Outcasts the Podcast Explores What Macanese Identity Means
Macau/ Vibe/ Pop Culture

Outcasts the Podcast Introduces Canto Humour, Macau Identity to the World

Outcasts the Podcast Introduces Canto Humour Macau Identity to the World

Can you find two women who fit the classic third-culture kid stereotype better than Iasmin Lumibao and Fathima Mohamed?

Both born and raised in Macau with matriarchal Filipino roots, Iasmin and Fathima, who have Brazilian and Sri Lankan roots respectively, speak Cantonese, Mandarin, Portuguese, Tagalog, and English—all with an American accent.

The cultural identities of the best friend duo confused nearly everyone outside of Macau, inspiring the pair to educate the world about how multicultural Macau is, what Cantonese culture means, and how to explain Hong Kong and Macau history to a five-year-old with their online chat show, Outcasts the Podcast.

“It’s a village with a city feel,” explains Iasmin of Macau’s vibe on a Zoom call based in New Jersey. “Our parents came as foreign skilled workers,” Fathima says from Florida, “many Filipinos would look for work outside the country and towards Macau for opportunity.”

“We went to local Chinese schools, just two foreigners trying to fit in. We had to be translators for our parents, being forced to learn Cantonese and Portuguese to get them around,” Fathima says.

“I felt that I was more of a foreigner when I left Macau, and people would ask us, where's that (Macau), near Hong Kong? That’s when I felt more Macanese.”

Life in Macau—a city that’s just 50% bigger than Hong Kong Island and home to about 690,000 people— is intimate and close-knit. With Cantonese culture in Macau uniquely similar to Hong Kong and neighbouring Guangdong province, the city shares a connection with its Chinese cousins in identity, language, and nationality.

After studying in Macau during their teenage years, both Macanese women fell in love with American men and travelled west to the States. “We did our own thing and only realised we both lived in America after a long while. We visited each other, and only after a year living in America did we begin the podcast,” says Fathima.

Creating the podcast was natural, Fathima says. With Subtle Cantonese Traits Facebook group catalysing the accessibility of online discourse about Cantonese identity, it is hard not to find Instagram Reels, TikToks, or Facebook videos of Hong Kongers abroad or at home mock and joke about the idiosyncratic Cantonese ways of living and breathing.

“I began the podcast on YouTube and began ranting in a video about weird Cantonese traditions.

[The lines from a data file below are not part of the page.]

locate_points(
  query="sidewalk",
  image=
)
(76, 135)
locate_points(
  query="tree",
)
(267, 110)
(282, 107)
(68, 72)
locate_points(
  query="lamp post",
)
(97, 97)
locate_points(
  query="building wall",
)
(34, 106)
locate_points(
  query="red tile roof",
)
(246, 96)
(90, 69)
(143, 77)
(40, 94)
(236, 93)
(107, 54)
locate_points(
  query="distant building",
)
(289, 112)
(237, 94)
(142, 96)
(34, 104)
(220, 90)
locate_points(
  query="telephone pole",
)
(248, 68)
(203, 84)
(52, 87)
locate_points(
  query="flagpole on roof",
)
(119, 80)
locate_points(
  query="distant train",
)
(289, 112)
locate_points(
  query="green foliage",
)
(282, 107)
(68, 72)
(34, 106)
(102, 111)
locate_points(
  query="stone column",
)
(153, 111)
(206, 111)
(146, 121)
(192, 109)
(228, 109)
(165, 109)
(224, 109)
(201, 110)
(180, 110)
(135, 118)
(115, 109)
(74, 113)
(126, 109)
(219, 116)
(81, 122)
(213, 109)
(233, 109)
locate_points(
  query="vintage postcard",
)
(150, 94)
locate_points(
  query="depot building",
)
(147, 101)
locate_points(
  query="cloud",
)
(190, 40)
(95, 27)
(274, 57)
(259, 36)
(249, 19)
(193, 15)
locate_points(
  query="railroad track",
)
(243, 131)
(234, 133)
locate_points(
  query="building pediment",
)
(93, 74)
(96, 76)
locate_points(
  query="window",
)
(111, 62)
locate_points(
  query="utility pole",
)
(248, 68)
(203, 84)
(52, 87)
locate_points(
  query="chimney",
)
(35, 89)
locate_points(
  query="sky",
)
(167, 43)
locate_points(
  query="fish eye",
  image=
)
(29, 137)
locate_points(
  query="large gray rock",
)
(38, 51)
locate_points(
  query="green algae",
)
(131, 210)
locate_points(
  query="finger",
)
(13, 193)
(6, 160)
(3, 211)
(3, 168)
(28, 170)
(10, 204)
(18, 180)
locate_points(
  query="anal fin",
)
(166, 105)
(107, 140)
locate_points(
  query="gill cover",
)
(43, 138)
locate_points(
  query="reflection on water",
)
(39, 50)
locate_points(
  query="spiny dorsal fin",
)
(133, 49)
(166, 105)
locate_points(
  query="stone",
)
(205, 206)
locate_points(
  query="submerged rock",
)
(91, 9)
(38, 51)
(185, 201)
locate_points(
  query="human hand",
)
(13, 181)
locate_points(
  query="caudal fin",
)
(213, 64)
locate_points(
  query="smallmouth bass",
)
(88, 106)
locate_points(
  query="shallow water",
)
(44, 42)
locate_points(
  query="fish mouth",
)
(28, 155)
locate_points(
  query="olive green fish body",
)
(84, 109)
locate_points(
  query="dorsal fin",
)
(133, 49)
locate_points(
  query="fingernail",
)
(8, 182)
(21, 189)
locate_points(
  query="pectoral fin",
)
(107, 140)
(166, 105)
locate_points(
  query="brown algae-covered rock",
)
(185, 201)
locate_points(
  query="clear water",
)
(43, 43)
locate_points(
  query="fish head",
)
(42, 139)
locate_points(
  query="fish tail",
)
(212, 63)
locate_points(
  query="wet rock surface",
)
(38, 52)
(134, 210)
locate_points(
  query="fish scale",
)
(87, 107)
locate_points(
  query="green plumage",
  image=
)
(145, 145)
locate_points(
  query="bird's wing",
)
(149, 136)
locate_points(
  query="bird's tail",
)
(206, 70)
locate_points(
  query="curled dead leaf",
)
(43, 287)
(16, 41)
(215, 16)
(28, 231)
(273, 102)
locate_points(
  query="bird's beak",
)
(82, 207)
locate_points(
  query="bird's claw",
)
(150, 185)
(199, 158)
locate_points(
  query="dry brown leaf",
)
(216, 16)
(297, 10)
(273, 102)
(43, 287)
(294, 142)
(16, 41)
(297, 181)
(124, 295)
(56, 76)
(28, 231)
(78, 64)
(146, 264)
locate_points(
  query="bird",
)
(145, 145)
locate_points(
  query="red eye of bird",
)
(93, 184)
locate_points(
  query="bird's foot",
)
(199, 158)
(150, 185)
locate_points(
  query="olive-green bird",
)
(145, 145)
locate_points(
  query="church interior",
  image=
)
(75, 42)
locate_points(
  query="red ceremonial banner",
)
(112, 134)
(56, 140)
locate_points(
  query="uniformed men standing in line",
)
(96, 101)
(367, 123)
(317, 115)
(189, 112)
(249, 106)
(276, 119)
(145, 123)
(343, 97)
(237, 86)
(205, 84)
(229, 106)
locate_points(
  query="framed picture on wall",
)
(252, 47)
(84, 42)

Iasmin offered herself to guest present with me, and I said yes!”

“We initially only wanted to explore conversations about how we felt like a foreigner here in America and the different culture shocks we had. However, thinking about our Macanese identity, we wanted to create this safe space where third-culture kids can bond and relate.”

On YouTube and through their Instagram, both Fathima and Iasmin chat nostalgia with Hong Kong and Macanese childhood snacks, clever swear words in Cantonese, what’s it like explaining Cantonese identity to a layman, life as third-culture kids, and culture shock as Macanese in the big world.

The pair commented that they found a good reaction from a Cantonese diaspora of second-generation Hong Kongers, largely living in the West, with identity issues of their own.

“We didn't think we would have such a big Cantonese following. We didn't think this language, that we can't even speak it with our family, could find us people that would relate to us. The internet surprised us,” says Fathima.

“Equally, our podcast is a space for Cantonese diaspora kids to learn Cantonese and connect with Macau and Hong Kong away from home,” Iasmin follows up.

As the podcast name details, they are “outcasts wherever we go.”

When asked why anyone should travel to Macau, “food and less walking” than Hong Kong is the answer Fathima shouts out on our Zoom call. “Hong Kong has a lot of food and great things to see, but there’s too much walking. Call me lazy because I am from Macau, even going to Lan Kwai Fong is an uphill battle!”

Iasmin says, “You'll never get lost in Macau. If you come for one or two days, you can see everything and absorb all the food and culture, because there are so many cuisines in one place.”

Beyond visiting Macau, which Iasmin recently did after three years away from home, both podcast hosts want to make the podcast a full-time job. “It’s a place where we want to relate to people that feel out of place all the time, because that's literally how we feel. Our identity crisis is no joke.”